In ULSee, our face recognition system can achieve 97.41 % recognition rate in Labeled Faces in the Wild (LFW) view2 dataset [26] by using the advantages of our tracker. The advantages lie in that the tracker can detect and track 66 fiducial points precisely in real-time with estimated confident values of 66 points. For example, if users wear sunglass, the confident values of points on eye region may drop to 0.3. When using recognition-by-parts method with these confident values we can get better recognition performance.

Fig. 7.
figure 7

The illustration of the concept of driver drowsiness detection system, which is borrowed from [25].
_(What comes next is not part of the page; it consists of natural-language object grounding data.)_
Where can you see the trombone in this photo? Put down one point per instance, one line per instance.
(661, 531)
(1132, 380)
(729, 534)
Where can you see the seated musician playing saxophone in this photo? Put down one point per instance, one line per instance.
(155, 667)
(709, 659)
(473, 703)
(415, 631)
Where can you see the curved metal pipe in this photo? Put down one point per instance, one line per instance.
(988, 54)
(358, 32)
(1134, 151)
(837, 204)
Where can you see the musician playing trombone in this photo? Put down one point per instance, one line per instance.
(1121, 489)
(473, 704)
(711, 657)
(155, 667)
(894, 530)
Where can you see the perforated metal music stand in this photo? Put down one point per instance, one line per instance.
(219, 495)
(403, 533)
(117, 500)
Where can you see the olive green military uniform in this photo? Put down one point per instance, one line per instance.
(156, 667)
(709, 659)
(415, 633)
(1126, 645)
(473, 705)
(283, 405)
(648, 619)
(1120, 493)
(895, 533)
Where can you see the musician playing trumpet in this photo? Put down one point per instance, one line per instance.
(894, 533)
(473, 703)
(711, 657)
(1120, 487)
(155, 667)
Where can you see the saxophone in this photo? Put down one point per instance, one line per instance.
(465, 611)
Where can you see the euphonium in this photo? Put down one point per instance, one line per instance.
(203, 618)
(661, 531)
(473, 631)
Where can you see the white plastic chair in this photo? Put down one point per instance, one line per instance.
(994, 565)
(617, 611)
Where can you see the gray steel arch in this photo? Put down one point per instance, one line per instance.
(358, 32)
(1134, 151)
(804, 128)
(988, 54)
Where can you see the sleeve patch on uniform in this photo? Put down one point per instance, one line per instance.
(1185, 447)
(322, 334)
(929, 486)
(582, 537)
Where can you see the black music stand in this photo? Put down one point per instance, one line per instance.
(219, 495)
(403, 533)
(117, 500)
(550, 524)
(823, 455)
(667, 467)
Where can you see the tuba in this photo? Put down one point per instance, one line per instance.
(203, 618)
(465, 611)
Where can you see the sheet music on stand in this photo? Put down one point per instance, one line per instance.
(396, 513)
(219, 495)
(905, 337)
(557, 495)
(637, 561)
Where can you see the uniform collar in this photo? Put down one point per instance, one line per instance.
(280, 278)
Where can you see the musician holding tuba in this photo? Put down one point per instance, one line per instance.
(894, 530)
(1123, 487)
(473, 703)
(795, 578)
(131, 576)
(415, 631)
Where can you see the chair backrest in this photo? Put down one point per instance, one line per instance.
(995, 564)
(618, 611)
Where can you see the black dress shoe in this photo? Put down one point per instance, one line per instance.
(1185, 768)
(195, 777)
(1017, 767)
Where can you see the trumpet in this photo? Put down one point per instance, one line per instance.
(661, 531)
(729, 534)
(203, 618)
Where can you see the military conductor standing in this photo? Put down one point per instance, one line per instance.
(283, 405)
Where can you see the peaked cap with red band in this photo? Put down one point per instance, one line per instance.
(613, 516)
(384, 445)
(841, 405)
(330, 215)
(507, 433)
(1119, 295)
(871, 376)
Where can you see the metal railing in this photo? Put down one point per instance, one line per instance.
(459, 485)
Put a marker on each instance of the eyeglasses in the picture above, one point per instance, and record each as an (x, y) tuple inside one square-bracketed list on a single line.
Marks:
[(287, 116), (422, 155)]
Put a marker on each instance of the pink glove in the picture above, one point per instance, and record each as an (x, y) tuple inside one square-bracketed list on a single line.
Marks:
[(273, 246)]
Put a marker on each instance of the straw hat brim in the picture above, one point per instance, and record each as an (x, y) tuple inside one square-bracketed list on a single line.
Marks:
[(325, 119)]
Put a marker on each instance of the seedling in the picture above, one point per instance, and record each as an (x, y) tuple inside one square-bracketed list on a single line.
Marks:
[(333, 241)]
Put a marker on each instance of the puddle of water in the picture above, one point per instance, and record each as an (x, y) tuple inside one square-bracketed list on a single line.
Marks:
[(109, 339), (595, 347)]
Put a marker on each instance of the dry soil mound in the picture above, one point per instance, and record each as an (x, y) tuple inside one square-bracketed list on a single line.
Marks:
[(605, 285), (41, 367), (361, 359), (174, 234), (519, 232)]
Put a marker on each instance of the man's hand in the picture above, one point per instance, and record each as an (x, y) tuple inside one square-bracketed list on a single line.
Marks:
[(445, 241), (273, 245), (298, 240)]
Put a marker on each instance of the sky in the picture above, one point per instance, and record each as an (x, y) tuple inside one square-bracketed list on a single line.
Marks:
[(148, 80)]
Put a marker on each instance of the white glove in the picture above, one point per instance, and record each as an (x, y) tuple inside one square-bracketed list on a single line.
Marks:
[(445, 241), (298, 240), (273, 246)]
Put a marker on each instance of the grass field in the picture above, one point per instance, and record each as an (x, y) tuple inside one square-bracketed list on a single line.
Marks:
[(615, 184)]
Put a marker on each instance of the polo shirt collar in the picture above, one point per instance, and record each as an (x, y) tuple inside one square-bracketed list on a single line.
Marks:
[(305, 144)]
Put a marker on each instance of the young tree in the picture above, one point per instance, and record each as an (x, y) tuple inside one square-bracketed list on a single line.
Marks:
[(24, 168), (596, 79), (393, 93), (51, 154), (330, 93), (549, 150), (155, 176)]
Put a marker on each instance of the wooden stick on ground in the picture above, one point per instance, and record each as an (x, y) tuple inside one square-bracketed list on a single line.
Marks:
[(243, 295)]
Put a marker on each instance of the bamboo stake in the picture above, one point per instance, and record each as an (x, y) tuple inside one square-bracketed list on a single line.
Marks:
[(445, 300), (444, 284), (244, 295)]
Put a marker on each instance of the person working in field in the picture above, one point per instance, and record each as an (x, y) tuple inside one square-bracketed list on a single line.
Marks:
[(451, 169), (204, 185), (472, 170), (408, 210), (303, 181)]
5 Driver Drowsiness Detection

5.1 Goal

When driving a car, it is very easy for the driver to be distracted or get tired. Sensor-based technology has been developed specifically to help the driver avoid such situation, as shown in Fig. 7. This kind of technique needs constantly analyze the driver’s face pose to tell if it is frontal or not. If the driver does not look straight ahead or her eyes are constantly closed up, it is highly likely that she is falling asleep [25]. This mechanism minimizes the risk due to driver’s distraction or fatigue. Such application needs robust facial tracking and accurate pose estimation under different environmental illuminations, such as extremely weak or strong lighting condition.

5.2 Related Works

There are many facial tracking techniques in the literature. Some methods focus on fast point’s detection. Some methods focus on fast point’s tracking. Most of them can not handle the problem due to different lighting conditions.

5.3 ULSee’s Approach

In ULSee, our facial tracker can deal with various illumination variations and estimate the head pose in real-time (more than 30 fps). Our tracker is able to operate in a wide range of environmental illumination, from 0.02 to 60,000 lx, as shown in Fig. 8. Besides the pose, our tracker is also able to return the precise location for eyes and eyebrow. Such robustness enables our tracker to be the core of the technology for the driver drowsiness detection. The final system is able to send out loud alarm when the driver seems to doze (through eyes contour analysis) or distracted (by analyzing the head pose). It is currently under internal testing with our client, who is one of the major automakers in Europe.

Fig. 8.
figure 8

The facial tracking result under extremely lighting variation (provided by ULSee). Top row: tracking result taken at 0.02 lx. Bottom row: tracking result taken at 46,000-60,000 lx.

6 Conclusion

Imagine a new future era driven by computer vision technology. When you drive, the intelligent system in car automatically monitors your status and alert you when you are distracted or drowsy. When you get home, the surveillance system automatically recognizes you are the owner of the house and open the door. When you get inside the living room, the air conditioner automatically turns on and the temperature is set to what you usually want. The TV is also turned on and tuned to your favorite sport channel. After dinner, when you play an online game with your friend, you can choose Yoda as your avatar, and Yoda will demonstrate exactly the same facial expression as you squint your eye or laugh widely.

With an ultrafast and robust facial tracking technology (for example, ULSee’s facial tracker), all of the above applications are on their way and will be happening in the near future. User-friendly applications will make the future home and office become user-aware, and user-oriented intelligent lifestyle will become a mainstream.